The issue that's linked to above discusses the number literal thing at some length. The conclusion was that this is all fundamentally to do with abstract definitions in the grammar, and should not create any real issues for annotations (or working with them).

I've suggested they close that issue, and keep this one open, just to allow people working on this proposal to weigh in, or also close, if they agree it's a non-issue.

conrad-watt commented 3 years ago

Since this is only an (minor conceptual) issue with lexing, I suggested a small change to the top-level definition of token and annotelem in https://github.com/WebAssembly/design/issues/1376#issuecomment-691675967, so that their shallow definitions correspond to a less ambiguous interface of lex-time token types. This is just a minor matter of "soft communication" though, since the spec isn't attempting to explicitly standardise a standalone lexer interface.

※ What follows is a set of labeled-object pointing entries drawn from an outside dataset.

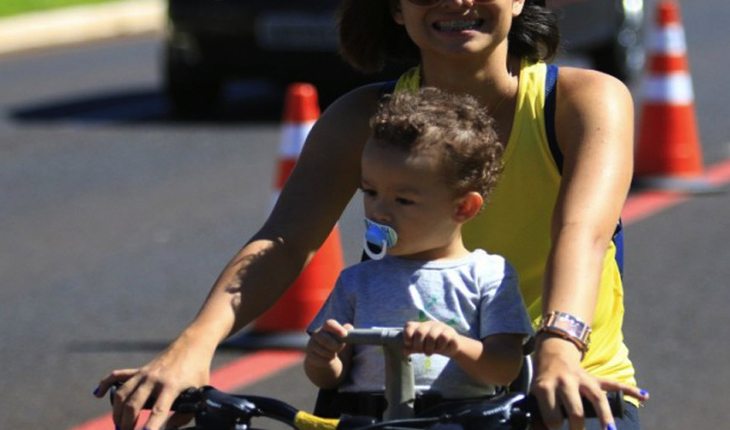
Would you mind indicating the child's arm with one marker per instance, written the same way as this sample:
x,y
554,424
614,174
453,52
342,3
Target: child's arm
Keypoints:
x,y
327,359
495,360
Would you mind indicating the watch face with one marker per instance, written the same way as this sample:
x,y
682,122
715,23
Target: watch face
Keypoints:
x,y
568,324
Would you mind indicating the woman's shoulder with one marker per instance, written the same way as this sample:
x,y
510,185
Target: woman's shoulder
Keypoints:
x,y
349,115
576,84
360,101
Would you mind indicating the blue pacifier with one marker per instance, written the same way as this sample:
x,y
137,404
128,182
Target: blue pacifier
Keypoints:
x,y
379,235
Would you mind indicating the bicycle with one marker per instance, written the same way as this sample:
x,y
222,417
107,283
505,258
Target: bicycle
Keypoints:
x,y
514,410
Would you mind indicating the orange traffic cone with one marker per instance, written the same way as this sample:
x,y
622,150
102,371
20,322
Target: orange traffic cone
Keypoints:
x,y
668,154
283,326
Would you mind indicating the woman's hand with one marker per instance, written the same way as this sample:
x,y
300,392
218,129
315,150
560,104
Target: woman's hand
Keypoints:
x,y
560,381
165,377
430,337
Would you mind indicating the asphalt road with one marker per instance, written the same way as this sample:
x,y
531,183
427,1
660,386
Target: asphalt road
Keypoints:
x,y
115,220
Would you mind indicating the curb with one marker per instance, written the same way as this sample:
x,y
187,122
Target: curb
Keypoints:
x,y
80,24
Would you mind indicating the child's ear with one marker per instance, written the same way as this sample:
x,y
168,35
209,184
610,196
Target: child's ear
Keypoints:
x,y
468,206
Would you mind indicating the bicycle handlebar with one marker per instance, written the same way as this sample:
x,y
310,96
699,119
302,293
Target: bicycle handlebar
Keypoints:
x,y
216,409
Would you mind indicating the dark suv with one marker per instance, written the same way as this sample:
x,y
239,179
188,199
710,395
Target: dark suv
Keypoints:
x,y
210,42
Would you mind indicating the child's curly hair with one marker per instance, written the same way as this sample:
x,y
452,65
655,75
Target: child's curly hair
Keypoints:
x,y
456,127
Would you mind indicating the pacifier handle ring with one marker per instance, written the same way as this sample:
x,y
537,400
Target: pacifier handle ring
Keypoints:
x,y
373,255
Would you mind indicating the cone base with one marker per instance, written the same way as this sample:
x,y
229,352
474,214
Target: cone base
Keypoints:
x,y
258,340
680,185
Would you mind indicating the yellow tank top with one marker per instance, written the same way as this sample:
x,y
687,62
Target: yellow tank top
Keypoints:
x,y
516,223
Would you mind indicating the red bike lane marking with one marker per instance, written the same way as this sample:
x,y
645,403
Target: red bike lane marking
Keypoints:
x,y
259,365
648,203
236,374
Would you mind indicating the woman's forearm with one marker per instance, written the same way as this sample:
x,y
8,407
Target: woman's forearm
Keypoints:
x,y
251,283
573,272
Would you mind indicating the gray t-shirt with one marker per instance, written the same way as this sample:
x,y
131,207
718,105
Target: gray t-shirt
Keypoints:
x,y
476,295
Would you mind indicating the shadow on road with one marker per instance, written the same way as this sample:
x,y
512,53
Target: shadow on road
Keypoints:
x,y
148,105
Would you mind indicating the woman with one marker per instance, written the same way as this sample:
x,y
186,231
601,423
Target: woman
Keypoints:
x,y
552,215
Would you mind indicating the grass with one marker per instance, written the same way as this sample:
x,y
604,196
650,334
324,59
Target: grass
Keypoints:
x,y
18,7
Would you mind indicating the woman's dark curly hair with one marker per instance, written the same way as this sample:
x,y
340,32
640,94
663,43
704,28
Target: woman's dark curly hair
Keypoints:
x,y
369,38
455,128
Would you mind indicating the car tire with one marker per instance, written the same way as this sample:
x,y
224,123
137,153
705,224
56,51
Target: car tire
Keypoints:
x,y
192,90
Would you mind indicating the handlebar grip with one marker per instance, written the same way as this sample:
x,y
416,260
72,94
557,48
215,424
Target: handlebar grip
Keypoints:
x,y
375,336
615,402
185,402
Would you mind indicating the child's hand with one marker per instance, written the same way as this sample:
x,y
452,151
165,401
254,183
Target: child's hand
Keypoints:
x,y
323,345
430,337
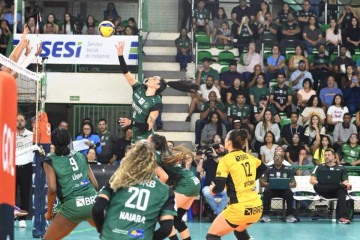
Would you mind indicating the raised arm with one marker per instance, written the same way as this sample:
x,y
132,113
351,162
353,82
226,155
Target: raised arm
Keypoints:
x,y
129,77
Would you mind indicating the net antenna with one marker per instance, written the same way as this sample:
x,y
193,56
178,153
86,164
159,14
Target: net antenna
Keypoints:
x,y
28,84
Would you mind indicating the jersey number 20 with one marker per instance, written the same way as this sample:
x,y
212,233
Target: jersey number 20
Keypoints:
x,y
139,199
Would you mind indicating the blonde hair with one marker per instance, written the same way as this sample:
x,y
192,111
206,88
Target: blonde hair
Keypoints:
x,y
178,154
136,167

As @carlsmith and I discussed in the linked issue, the parser already has to disambiguate numeric tokens via contextual information beyond just distinguishing int vs float (for example, when enforcing i32 range limits). Moreover, even int vs float disambiguation is not required for annotations (which only need to be coarsely lexed to check for invalid characters/nesting before the tool-specific handling can take over).

carlsmith commented 3 years ago

Just to be clear, I didn't understand @conrad-watt's position at first, just technically, but fully argee now.

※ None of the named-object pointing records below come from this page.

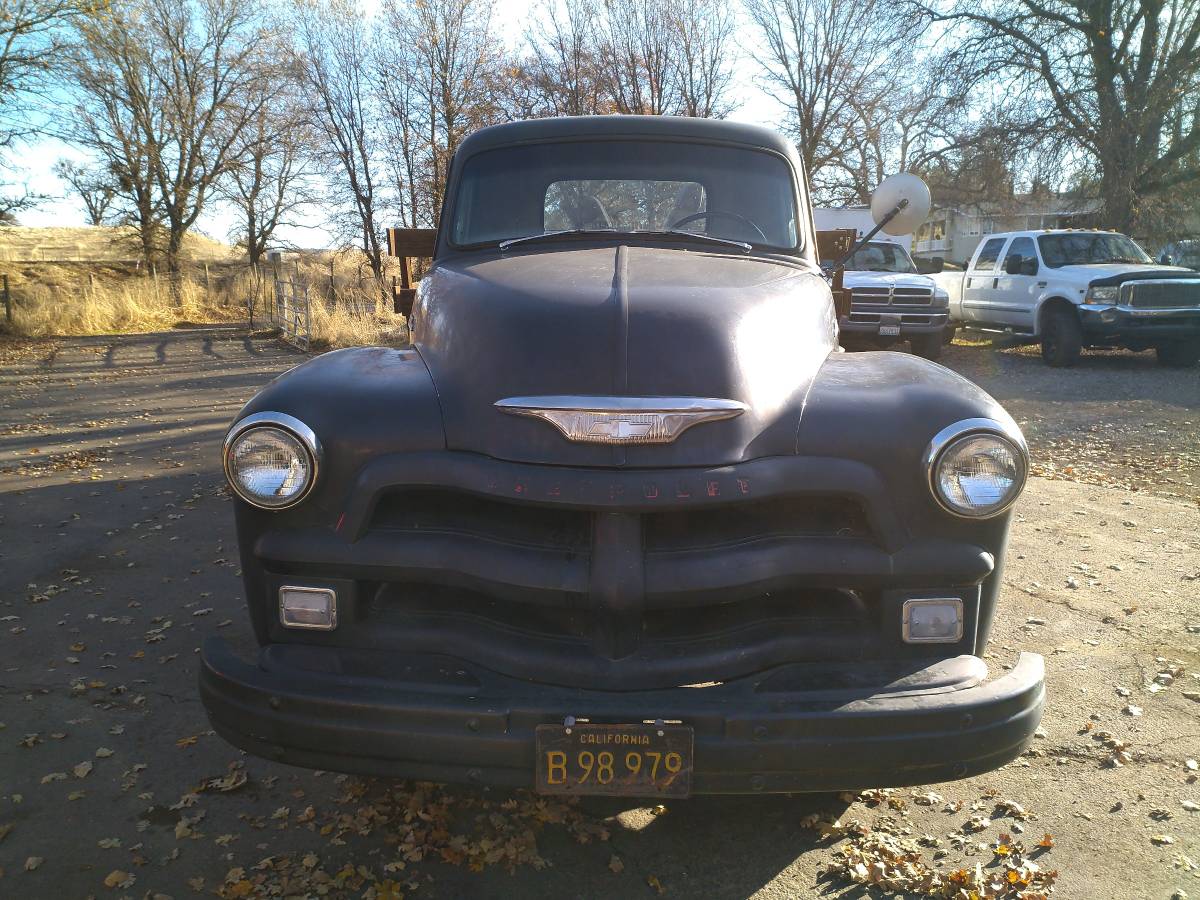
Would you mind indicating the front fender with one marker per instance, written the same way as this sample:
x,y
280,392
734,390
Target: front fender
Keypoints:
x,y
883,409
1056,293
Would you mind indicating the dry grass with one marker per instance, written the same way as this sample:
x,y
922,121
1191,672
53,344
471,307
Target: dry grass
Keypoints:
x,y
95,244
54,305
101,297
355,325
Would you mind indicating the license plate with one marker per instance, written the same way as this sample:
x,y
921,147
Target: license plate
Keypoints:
x,y
622,760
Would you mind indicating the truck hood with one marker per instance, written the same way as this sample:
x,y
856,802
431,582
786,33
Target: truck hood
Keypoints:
x,y
886,280
622,322
1119,271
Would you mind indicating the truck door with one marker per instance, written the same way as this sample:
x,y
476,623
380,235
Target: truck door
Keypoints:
x,y
1015,294
977,283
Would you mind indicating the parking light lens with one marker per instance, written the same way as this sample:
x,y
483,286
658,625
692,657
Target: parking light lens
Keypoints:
x,y
1105,294
933,621
978,475
309,607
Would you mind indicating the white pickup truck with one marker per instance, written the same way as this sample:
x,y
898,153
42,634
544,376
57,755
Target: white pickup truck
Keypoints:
x,y
1068,289
891,301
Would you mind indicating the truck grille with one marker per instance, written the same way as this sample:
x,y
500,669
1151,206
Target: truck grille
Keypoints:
x,y
1167,294
892,297
437,511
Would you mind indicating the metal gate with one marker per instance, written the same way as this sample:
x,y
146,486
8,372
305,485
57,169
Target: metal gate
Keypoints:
x,y
292,312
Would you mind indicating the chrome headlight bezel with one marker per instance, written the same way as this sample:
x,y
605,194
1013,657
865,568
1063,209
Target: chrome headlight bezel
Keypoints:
x,y
970,429
292,427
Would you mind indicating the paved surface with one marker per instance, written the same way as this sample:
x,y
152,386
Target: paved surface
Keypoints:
x,y
118,557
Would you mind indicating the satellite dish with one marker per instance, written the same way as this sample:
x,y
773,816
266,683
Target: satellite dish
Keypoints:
x,y
891,193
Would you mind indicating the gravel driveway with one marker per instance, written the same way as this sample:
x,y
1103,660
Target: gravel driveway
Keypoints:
x,y
118,557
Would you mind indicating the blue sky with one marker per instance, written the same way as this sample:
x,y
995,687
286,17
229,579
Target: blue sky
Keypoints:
x,y
37,159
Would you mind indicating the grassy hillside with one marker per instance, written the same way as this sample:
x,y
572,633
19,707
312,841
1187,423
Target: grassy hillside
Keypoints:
x,y
99,243
115,295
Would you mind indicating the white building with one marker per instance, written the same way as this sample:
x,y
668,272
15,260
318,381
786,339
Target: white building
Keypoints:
x,y
954,232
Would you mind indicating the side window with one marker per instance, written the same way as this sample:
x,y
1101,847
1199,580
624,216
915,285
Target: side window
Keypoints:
x,y
989,255
1020,247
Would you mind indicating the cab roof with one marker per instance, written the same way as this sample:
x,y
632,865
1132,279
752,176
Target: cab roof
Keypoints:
x,y
627,126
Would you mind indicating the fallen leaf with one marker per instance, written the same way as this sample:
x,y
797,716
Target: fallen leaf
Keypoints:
x,y
117,879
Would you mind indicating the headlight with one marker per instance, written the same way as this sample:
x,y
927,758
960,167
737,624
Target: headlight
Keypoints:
x,y
1108,294
271,460
977,467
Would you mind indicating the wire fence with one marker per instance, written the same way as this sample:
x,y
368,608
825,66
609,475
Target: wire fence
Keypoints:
x,y
309,298
291,312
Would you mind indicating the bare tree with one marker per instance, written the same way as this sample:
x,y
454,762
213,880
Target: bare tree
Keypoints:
x,y
117,121
1119,79
268,180
456,66
31,36
95,187
334,64
703,37
171,87
637,57
827,61
563,65
444,75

rossberg commented 3 years ago

Hm, I don't quite understand the concern. This is just lexical syntax, defined by regular expressions (where | has no requirement to be disjoint, but otoh, any regexp has to be substitutable). The spec never assigns any meaning to tokens per se, nor any form of classification, and intentionally so -- because annotations are even more flexible than you seem to assume.

In particular, it's a totally plausible scenario that a tool interpreting specific custom annotations will use a completely different lexer for their contents. All a custom definition for an annotation syntax has to ensure is that its overall grammar is covered by the generic grammar in the Wasm spec. But it might use completely different tokenization! That is fine and an intended use case.

For example, imagine I want to embed arithmetic expression in an annotation. Then I would want to define tokens like +, -, *, etc. Moreover, I would want to lex x*-2 as four separate tokens inside the annotation, whereas it's only considered one by a generic Wasm lexer.

In general, a parser either understands a specific annotation syntax, but then it's not unlikely to switch to a different tokenization for it anyway, or it doesn't, in which case it doesn't care about the specific tokenization. Consequently, it wouldn't even seem particularly useful for the Wasm spec to suggest a specific token classification for annotations.

conrad-watt commented 3 years ago

I think @carlsmith's perspective comes from caring about the engineering of a standalone lexer which offers a standard API surface to separately-designed tools. In this situation the lexer can't tailor its tokenisation to the requirements of subsequent stages, and it makes a kind of sense for such a lexer to want to align its token types with the token and annotelem definitions in the official spec.

I agree this was never something the spec explicitly cared about standardising - so it's legitimate to resolve this as being beyond our scope. That being said, in this case it is easy to make the (shallow) cases of token and annotelem "more disjoint" as a "helpful push".

carlsmith commented 3 years ago

@conrad-watt pretty much said it already. My perspective has changed since I opened the issue, and agree now that this is a conceptual confusion that revolves around what you expect from the spec. There is perhaps an opportunity to improve the spec, but nothing really needs to change.